Comparaison n’est pas raison !
Car en vérité je vous le dis, au commencement existaient les petites et les grosses. Il s’agissait d’une question de moyen, de besoin, de puissance, de confort ou tout simplement de désir. Croyez-le ou non, la question est la même aujourd’hui : rien n’a changé au royaume de l’automobile dans l’acte d’achat. Dans les années 30, on pouvait acheter un cyclecar (équivalent d’un quadricycle léger aujourd’hui) de moins de 350 kg comme une Bugatti Royale de 3 tonnes (consommant entre 30 et 60 litres de pétrole) : tout est toujours une question d’envie, de besoin, de moyen etc. Entre les deux, toute une panoplie de véhicules dont le poids et la taille varient en fonction de tant de critères qu’il est impossible de les énumérer. C’est encore pareil en 2023, entre une AMI et un Range Rover.

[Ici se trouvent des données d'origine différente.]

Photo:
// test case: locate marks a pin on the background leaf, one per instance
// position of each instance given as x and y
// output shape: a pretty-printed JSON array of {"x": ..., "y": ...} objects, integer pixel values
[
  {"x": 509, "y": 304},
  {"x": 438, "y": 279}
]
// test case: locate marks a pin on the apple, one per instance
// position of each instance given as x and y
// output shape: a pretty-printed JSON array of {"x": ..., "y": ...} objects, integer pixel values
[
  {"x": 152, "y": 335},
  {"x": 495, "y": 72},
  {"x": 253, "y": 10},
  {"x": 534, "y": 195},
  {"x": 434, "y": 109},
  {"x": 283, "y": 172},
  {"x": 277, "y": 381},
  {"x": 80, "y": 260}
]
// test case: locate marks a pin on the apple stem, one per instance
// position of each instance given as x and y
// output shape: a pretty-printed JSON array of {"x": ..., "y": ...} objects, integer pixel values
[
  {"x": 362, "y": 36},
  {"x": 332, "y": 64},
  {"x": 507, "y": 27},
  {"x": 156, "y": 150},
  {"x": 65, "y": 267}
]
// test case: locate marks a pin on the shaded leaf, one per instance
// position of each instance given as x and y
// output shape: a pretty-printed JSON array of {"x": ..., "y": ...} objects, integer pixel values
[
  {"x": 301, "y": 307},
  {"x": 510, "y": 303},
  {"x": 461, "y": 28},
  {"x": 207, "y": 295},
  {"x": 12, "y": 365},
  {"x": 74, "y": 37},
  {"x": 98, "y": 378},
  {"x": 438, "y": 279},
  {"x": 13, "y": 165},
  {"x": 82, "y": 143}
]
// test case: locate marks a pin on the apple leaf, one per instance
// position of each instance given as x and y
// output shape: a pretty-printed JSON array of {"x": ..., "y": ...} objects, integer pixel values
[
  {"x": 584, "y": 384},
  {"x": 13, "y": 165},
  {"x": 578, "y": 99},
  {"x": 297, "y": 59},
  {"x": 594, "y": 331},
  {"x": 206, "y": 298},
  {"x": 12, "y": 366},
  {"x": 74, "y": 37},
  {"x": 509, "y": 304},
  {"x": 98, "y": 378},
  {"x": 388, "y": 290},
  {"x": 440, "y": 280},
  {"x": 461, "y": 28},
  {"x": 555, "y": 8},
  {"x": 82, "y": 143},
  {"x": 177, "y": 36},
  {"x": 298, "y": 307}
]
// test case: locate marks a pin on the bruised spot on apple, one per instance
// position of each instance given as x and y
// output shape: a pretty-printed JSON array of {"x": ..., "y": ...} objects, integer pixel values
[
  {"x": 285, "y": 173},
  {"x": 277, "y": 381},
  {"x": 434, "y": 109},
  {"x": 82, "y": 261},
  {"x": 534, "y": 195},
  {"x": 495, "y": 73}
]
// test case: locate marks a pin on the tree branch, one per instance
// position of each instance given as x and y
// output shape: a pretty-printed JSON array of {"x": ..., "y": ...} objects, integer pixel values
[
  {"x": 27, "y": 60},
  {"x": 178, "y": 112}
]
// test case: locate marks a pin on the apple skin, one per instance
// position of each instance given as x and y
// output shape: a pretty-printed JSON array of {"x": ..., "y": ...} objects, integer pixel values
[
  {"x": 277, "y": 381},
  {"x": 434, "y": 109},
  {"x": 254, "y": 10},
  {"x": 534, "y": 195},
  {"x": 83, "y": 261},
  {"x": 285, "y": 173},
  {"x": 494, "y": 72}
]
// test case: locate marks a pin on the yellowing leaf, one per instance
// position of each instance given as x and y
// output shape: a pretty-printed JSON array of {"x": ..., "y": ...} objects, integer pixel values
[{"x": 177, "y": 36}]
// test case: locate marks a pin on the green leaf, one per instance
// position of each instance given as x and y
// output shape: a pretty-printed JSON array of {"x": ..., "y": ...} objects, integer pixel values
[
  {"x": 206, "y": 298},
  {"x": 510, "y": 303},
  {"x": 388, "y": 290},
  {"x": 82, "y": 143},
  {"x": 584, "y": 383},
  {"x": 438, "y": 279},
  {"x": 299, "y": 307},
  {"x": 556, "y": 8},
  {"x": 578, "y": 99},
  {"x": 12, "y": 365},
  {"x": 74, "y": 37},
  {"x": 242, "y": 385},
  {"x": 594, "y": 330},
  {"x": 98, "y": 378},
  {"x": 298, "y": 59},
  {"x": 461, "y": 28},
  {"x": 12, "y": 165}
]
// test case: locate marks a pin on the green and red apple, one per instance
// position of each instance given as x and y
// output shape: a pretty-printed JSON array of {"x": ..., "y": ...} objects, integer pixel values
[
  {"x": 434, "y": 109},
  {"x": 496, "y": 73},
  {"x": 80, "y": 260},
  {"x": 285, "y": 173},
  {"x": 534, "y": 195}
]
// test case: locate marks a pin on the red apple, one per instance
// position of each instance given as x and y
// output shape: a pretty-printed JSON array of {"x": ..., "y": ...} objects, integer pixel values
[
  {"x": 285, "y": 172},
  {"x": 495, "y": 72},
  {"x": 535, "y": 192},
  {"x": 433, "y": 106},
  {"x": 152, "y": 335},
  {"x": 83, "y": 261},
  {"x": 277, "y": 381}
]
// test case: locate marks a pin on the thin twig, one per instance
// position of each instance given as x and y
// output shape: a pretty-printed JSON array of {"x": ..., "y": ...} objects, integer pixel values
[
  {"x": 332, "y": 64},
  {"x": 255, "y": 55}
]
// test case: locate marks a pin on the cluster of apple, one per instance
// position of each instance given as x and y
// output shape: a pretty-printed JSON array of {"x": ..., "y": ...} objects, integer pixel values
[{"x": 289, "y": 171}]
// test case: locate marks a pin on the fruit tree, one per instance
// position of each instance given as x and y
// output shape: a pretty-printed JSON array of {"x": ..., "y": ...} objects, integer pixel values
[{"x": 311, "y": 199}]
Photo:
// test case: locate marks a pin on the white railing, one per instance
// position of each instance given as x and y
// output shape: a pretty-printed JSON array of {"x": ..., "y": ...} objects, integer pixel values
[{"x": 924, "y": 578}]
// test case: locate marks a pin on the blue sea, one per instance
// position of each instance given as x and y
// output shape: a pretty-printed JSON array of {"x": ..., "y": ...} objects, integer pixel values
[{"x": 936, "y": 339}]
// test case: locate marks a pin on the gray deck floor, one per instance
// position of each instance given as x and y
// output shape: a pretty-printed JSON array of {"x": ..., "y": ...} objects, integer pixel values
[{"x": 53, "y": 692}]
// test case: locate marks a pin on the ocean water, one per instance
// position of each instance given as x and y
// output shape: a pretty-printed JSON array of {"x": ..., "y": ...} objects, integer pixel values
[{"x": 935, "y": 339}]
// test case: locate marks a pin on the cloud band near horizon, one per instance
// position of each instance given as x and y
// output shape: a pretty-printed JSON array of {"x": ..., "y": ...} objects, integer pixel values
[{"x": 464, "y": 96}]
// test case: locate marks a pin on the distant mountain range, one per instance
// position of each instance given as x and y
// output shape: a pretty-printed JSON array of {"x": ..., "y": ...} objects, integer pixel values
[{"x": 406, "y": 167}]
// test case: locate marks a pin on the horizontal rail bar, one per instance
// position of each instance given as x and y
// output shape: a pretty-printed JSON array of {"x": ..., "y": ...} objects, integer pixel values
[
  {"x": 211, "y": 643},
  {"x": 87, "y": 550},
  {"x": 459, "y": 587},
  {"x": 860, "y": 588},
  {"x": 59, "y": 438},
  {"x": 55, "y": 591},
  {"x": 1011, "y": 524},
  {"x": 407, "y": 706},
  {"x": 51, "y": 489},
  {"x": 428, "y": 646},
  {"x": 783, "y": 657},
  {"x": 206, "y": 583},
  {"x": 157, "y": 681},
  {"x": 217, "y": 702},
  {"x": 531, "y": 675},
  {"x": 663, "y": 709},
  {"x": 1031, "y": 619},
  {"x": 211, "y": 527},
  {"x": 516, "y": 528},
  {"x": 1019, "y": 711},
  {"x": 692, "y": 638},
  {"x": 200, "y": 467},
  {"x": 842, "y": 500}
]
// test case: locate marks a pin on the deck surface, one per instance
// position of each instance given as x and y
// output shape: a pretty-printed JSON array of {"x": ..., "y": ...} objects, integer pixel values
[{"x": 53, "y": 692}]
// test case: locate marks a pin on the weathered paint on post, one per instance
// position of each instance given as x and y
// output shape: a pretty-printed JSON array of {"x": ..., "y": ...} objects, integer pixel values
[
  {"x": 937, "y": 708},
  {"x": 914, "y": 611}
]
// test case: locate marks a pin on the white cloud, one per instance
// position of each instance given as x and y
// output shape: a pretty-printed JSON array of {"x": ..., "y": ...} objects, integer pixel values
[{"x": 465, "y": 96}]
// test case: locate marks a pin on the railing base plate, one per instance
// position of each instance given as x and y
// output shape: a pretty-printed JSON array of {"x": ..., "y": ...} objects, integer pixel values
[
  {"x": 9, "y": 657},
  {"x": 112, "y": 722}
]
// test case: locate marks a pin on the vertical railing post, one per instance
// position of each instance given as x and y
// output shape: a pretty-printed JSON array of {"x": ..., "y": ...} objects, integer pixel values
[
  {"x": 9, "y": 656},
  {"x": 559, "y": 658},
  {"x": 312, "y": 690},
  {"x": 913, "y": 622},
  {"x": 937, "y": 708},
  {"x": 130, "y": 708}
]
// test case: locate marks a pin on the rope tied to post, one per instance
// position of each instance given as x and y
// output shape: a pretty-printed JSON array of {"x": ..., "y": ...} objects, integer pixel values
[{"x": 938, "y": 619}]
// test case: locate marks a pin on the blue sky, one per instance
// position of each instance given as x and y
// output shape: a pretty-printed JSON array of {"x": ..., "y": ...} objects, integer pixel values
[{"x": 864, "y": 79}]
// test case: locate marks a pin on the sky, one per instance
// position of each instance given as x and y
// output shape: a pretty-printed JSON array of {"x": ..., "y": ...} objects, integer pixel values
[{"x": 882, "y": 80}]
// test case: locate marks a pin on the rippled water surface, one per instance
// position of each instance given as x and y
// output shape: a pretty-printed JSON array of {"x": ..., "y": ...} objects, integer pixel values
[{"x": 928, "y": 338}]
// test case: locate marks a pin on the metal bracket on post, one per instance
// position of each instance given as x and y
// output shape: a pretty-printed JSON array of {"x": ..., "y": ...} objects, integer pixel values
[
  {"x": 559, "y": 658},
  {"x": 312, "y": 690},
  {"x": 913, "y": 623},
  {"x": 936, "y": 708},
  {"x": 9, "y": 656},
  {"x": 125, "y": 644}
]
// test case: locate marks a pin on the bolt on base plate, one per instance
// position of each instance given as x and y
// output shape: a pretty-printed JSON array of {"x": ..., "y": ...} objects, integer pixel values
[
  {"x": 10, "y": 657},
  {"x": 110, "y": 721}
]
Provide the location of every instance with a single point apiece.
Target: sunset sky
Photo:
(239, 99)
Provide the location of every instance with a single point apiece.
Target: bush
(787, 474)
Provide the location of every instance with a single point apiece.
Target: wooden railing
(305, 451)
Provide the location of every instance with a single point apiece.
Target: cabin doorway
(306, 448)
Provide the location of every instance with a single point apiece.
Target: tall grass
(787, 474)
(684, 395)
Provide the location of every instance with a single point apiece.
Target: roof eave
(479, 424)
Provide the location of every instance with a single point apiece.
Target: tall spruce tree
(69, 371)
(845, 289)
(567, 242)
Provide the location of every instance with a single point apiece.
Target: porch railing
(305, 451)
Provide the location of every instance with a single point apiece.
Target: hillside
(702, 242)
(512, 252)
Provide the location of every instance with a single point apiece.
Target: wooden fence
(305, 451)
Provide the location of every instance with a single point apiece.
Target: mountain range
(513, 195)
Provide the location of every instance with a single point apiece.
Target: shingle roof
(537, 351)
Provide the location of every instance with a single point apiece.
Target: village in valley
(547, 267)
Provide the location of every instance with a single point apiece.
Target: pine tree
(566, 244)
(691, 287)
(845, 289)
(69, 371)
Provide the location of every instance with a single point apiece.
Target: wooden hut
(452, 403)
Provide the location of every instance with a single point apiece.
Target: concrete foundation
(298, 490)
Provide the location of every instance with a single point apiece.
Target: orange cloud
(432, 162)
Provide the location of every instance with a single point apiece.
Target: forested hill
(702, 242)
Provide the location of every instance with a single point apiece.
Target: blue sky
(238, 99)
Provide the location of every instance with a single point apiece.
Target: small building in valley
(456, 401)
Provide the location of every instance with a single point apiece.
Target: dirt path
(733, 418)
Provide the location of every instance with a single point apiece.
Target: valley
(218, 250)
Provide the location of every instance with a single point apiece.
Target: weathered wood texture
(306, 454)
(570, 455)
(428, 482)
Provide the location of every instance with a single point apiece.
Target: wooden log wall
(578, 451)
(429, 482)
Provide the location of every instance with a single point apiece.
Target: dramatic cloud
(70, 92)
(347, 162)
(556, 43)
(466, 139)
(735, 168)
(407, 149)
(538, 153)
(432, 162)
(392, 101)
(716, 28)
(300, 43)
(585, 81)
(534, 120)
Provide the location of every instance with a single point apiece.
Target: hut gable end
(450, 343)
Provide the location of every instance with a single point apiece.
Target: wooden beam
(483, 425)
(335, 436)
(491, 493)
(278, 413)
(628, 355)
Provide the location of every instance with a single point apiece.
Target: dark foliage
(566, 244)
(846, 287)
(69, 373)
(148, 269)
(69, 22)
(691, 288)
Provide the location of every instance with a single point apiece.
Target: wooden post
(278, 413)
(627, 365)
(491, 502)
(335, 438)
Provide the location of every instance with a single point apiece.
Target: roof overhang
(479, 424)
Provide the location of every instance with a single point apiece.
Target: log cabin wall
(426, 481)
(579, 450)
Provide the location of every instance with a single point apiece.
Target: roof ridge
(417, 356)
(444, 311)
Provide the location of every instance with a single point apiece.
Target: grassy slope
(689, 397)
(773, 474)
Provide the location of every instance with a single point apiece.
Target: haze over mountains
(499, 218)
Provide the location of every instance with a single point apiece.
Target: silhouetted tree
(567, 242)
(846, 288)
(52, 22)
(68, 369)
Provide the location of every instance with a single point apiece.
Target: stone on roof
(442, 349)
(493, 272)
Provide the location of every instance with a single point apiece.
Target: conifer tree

En avoir une grosse, ou une petite
Prenez toutes les époques de l’automobile, il existera toujours des grosses et des petites, et cette situation perdure aujourd’hui. La liberté individuelle, encore en vigueur (pour combien de temps ?), vous permet d’être frugal comme déraisonnable. Tout dépendra de l’épaisseur de votre porte-monnaie, de votre désir de plaire (une question de taille, là encore), ou tout simplement de vos besoins. Évidemment, si l’on ajoute à l’équation les questions morales et/ou éthiques, le résultat ne sera pas le même, et c’est ici, selon moi, que se jouent les choses.
Mais n’oublions pas qu’entre-temps, il s’en est passé, justement, des choses. Même en restant dans la même catégorie supposée, peut-on réellement comparer une Nuova 500 (1957) à une 500 (2020, soit hybride, soit totalement électrique) ? Certes, la première pèse 470 kg pour 2,97 mètres quand la seconde pèse entre 1,2 et 1,3 tonne, mais parlons nous de la même voiture ? Je ne le pense pas. Observons ce tableau rapide :
Fiat 500 Topolino 1936 : 610 kg, 3,210 mètres et 6 litres au 100
Fiat 500 (1957) : 470 kg, 2,970 mètres et 4,5 litres
Fiat 126 (1972) : 580 kg, 3,054 mètres et 4,6 / 6,5 litres
Fiat Cinquecento (1991) : 710 kg, 3,227 mètres et 6,2 / 9,5 litres
Fiat Seicento (1998) : 735 kg 3,337 mètres et 5,5 / 5,9 litres
Fiat 500 (2007) : 860 – 980 kg, 3,546 mètres et 3,8 / 6,7 litres
Fiat 500 (2020) : 1180-1330 kg, 3,632 et 13,8 KwH
Que voit-on ? Pas grand chose en réalité, car même en restant dans la même catégorie, on ne parle pas des mêmes automobiles. Un truc, cependant, saute aux yeux : les prises de poids les plus visibles datent 1991 et de 2007, et correspondent soit à des sauts sécuritaires (1991), soit à des consommations largement en baisse (en 2007 même si les versions sportives disponibles à l’époque augmentent le maximum). Et croyez moi sur parole, rouler en 500 MY07 est bien plus confortable qu’en Cinquecento MY91 ou en 500 MY57. Et sans l’avoir testé, se crasher à 110 reste aussi en faveur de la “grosse” 500 versus la “petite” Cinquecento ou la très petite 500 de la Dolce Vita.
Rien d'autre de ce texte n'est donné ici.